# Peas for Malawi Cichlids



## zoz (Mar 10, 2008)

Hi

I heard that giving Malawian cichlids frozen peas (after defrosting) is a treat for them.

I have given them peas twice now and both times i have ended up with 2 dead fish.

Are the peas good for them?

It always seems to be the same species that are affected by the peas that end up dying, all the other fish seem fine.

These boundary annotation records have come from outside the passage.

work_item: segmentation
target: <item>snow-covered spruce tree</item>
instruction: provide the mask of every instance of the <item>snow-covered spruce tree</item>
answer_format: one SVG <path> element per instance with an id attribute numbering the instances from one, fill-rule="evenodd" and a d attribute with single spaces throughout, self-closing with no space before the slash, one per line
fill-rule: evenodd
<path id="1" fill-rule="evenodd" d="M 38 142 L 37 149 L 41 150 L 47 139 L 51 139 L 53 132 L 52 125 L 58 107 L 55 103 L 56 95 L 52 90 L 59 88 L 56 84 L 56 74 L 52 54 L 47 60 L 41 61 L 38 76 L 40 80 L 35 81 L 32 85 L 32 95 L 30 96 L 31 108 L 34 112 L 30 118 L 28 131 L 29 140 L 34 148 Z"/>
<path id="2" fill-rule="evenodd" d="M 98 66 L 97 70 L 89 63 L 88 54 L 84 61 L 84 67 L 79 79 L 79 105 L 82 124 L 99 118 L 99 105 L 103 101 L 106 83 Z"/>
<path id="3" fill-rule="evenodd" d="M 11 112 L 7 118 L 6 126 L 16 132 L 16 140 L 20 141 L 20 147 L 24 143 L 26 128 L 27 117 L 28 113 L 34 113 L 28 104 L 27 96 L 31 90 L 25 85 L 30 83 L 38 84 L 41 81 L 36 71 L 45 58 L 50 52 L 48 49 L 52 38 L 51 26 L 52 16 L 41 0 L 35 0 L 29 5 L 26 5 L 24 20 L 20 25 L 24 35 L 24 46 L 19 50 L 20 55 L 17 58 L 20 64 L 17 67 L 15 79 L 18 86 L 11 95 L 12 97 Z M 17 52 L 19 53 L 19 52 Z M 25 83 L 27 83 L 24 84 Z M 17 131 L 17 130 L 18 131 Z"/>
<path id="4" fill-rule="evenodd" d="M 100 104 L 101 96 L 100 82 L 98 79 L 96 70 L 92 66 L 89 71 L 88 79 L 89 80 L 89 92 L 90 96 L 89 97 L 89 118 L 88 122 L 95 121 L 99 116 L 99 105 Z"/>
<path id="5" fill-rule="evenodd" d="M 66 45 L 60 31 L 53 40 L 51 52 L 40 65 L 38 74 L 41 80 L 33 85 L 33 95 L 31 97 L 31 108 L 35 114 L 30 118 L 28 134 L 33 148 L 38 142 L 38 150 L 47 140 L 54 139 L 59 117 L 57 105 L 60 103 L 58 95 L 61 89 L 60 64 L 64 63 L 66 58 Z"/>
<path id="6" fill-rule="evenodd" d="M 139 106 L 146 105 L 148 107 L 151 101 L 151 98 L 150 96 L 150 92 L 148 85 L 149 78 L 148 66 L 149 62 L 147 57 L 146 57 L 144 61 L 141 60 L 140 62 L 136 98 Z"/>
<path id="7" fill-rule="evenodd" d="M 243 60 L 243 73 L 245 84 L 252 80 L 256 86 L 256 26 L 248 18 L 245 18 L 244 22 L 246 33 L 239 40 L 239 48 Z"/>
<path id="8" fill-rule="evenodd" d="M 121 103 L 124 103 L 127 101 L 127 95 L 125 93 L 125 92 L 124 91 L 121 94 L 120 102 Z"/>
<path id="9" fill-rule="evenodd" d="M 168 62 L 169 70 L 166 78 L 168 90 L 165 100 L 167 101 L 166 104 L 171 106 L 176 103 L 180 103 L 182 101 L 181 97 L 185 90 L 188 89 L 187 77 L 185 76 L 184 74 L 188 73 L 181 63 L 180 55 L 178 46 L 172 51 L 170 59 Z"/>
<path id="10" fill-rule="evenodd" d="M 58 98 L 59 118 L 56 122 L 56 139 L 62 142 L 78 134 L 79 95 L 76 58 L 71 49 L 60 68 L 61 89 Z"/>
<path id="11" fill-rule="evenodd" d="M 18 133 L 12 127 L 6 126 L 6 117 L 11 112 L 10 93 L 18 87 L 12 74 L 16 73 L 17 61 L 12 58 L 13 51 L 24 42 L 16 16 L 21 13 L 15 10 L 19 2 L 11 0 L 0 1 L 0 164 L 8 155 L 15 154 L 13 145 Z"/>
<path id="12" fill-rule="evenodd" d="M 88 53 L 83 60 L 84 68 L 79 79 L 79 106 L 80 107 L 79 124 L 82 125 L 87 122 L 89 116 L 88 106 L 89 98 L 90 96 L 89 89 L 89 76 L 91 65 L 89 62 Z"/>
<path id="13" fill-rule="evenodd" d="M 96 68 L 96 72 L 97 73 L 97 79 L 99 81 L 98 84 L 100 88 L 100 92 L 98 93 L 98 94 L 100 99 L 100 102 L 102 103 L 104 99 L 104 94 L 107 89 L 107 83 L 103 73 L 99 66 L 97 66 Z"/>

The one fish had a distinct line in its stomach that i could see that was not normally there before it died, almost looked like the stomach unattached itself from the rest of the fish internals.

thanks

ZoZ


----------



## torin32 (May 24, 2010)

I know some people do but I would not. Feed them spirulina flakes for there veggies especially if you had two deaths. I am not saying this is why they died but put 2 and 2 together try something else and watch them.


----------



## Dewdrop (Nov 20, 2007)

I use to use vegetables as a treat & had some deaths too. I'm not saying it came from the vegetables either but I thought about it and decided they didn't get vegetables in Lake Malawi so I stopped feeding it them. Now I just stick with NLS food. It's really all they need. I know they don't get it in Malawi either :lol: but it is a complete diet for them & my fish do great on it alone.


----------



## mbuna77 (Aug 25, 2010)

I hear many people say they feed fish veggies as treats with no problem. Also, I have heard many stories like you guys have spoke of with death involved. I personally stick to the flakes.


----------



## SeanPrice (Sep 10, 2010)

I had some tiny shreddings left over from carving a pumpkin, threw some in my fry tank and they went nuts eating it up.. 3 days later they are all fine.

I also threw some in my display with 3 Peacocks and 4 Petricolas and it was gone within a hour or so.


----------



## fox (Jun 11, 2009)

Funny that, we have been giving our african and community tanks peas for many years and never have had a fatality.

We boil them first and then pop them out of the shell before feeding. It helps clean them out but at the same time really makes a mess of the tank.

Good idea if you are planning to feed peas is to do it the day before tank maintenance.


----------